Autrice de plusieurs ouvrages sur la révolution riot grrl des années 90, Weight Watchers, les girl bosses et Glossier, Meltzer explore depuis longtemps les intersections entre féminité, culture et capitalisme. Son infolettre, Soft Power, plonge dans les dessous de l’industrie de la beauté : chimistes, lasers, parfums et même un « oreiller pour crier dedans ». Elle y analyse ces femmes qui prospèrent dans le capitalisme, ces marques qui prétendent être vos amies, et puis celles, comme Birkin, qui n’ont jamais monétisé leur influence. Son nouvel ouvrage, It Girl:The Life and Legacy of Jane Birkin, paraît à un moment où la figure de l’it girl elle-même est remise en question : est-ce encore un modèle viable ? Qu’il s’agisse de girl boss, d’icône féministe, d’influenceuse ou de muse, chacune possède ce je ne sais quoi magnétique qu’on nous a vendu encore et encore. Mais ce culte de l’aura semble aujourd’hui à bout de souffle. Meltzer pose la question : quelle alternative ?
Ce qu’elle observe, c’est ce choix binaire souvent imposé aux femmes : être la muse de quelqu’un, ou faire de soi-même une marque. Je l’ai rencontrée le lendemain du lancement de son livre, pour parler de la vieillesse à l’ère des liftings à 100 000 dollars, de sa première vente chez Sotheby’s et de l’évolution de Jane Birkin.
Sara Black McCulloch
Marisa Meltzer
Jane Birkin a vécu dans l’ombre de sa mère, de ses amours, de leurs amours… et finalement d’un sac. Penses-tu que la mode a été pour elle une manière de s’affirmer, de subvertir les attentes qu’on projetait sur elle ?
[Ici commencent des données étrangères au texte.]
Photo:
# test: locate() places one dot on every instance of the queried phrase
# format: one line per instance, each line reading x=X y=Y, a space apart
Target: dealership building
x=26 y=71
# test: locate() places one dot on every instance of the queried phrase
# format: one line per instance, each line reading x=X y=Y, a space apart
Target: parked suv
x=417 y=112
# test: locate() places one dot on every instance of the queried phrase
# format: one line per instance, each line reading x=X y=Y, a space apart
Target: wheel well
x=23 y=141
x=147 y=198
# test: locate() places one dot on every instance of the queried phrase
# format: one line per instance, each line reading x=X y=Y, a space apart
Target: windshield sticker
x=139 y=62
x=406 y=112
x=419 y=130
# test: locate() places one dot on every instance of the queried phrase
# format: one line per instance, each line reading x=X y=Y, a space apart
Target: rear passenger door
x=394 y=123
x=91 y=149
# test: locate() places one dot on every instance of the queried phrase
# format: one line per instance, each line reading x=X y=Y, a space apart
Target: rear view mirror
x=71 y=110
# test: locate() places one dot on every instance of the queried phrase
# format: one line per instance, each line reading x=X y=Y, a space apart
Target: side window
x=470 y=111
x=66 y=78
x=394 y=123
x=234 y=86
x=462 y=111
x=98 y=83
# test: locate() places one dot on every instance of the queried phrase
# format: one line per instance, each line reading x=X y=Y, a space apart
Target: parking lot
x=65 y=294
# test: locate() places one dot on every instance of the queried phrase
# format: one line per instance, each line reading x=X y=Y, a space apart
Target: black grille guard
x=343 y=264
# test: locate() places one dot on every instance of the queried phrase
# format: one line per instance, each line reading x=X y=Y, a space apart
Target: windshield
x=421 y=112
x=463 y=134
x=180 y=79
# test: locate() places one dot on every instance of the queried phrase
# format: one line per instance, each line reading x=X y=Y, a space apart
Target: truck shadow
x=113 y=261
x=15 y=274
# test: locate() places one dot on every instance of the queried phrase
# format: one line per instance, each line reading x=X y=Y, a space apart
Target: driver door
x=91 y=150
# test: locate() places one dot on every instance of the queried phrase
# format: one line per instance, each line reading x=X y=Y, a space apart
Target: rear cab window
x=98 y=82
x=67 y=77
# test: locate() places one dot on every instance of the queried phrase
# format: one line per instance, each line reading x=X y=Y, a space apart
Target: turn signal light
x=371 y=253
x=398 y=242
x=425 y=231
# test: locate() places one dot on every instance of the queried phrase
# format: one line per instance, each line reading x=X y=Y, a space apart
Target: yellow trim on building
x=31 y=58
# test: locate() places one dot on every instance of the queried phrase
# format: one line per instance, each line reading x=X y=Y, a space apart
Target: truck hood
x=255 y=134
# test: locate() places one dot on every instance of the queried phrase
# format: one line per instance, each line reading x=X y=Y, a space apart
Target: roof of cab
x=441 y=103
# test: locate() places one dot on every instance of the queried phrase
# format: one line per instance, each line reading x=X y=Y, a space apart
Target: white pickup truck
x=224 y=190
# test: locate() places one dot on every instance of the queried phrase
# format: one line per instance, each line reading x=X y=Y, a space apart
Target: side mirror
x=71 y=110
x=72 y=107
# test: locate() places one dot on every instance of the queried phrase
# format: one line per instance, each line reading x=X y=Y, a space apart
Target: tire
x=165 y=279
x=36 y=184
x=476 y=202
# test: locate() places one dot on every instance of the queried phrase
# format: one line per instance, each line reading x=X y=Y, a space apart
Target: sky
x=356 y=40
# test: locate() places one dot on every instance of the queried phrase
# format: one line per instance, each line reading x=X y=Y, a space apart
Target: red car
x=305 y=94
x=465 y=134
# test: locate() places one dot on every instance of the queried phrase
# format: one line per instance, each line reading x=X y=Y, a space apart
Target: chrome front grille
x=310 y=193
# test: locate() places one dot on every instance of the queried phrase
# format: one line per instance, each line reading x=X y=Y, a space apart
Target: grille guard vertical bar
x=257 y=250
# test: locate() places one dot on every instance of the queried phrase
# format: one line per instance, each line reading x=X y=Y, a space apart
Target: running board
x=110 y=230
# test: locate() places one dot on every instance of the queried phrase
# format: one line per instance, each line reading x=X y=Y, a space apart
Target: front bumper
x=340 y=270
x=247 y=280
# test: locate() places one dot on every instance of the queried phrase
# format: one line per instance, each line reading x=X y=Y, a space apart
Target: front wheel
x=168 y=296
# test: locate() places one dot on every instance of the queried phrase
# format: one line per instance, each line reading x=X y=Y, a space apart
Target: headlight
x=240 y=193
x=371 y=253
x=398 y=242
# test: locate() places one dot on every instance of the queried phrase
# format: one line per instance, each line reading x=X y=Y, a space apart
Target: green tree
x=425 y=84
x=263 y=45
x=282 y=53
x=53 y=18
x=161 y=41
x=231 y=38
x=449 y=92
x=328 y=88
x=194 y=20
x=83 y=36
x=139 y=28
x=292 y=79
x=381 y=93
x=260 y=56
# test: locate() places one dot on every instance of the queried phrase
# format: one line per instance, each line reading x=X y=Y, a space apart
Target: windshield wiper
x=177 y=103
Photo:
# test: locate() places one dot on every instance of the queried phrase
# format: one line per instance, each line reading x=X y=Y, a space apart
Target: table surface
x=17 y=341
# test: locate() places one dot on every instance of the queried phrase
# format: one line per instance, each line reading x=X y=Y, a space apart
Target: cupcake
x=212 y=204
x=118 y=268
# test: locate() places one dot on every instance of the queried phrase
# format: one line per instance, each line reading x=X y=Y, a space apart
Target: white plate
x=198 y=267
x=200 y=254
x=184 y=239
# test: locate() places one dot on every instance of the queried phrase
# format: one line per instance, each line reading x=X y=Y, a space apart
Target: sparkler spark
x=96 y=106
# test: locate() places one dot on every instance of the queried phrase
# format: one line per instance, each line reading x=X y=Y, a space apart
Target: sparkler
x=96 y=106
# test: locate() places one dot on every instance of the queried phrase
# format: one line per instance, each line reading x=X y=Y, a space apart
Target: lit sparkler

Je crois que oui, parce que la mode venait vraiment d’elle. Quand je pense à Serge Gainsbourg, on lui attribue tout le génie : l’auteur, le compositeur, le créateur… Bien sûr, il était plus âgé, plus connu qu’elle quand ils se sont rencontrés. Mais c’est elle qui a façonné son image, parce qu’elle a apporté le rock’n’roll. Il ne l’avait pas encore ; la France en était encore au mode troubadour. Et elle, elle arrivait du Swinging London des années 60. Elle lui a apporté quelque chose d’essentiel — c’est elle qui a choisi ses souliers signature, qui lui a conseillé de se coiffer d’une certaine façon. On oublie souvent à quel point elle savait, avec une précision instinctive, façonner l’image des autres autant que la sienne. Elle avait une intuition rare, une façon de s’habiller qui lui permettait d’évoluer en vieillissant — ce que beaucoup d’actrices ne s’autorisent pas. Pour elle, s’habiller, c’était une forme d’expression, une manière d’afficher une confiance qu’elle n’avait pas toujours.
Quand il s’agit de femmes célèbres, on parle souvent de “vieillir avec grâce”. Et les interventions qu’elles font doivent être invisibles. Nous sommes à l’ère du lifting à cent mille dollars. Jane Birkin, elle, n’y a jamais touché, préférant la mode pour préserver une certaine jeunesse. Comment percevais-tu son rapport au vêtement, au fil du temps ?
Je pense qu’elle s’est autorisée à être plus “normale” que la plupart des actrices. À certains moments, elle disait ne pas se reconnaître quand elle portait une robe de cocktail ou de tapis rouge, ce qui est totalement normal en vieillissant. Ce qui paraît naturel à trente ans ne l’est plus à soixante. Elle ne cherchait pas à être la plus jeune, la plus “ci”, la plus “ça”. C’est anodin en apparence, mais essentiel à la façon dont elle se voyait.
Était-ce difficile de percer le secret de son apparente nonchalance ?
Oui ! Mais c’était aussi ce qu’il y avait de plus fascinant : comprendre ce qui se cache derrière cette image. En réalité, personne n’est vraiment “sans effort”. Tout est beaucoup plus réfléchi qu’on ne le croit. Elle a toujours été d’une franchise désarmante dans ses entrevues — un vrai cadeau. Quand on pense à la manière dont les vedettes d’aujourd’hui s’adressent à la presse, on se dit que l’honnêteté n’est plus vraiment de mise.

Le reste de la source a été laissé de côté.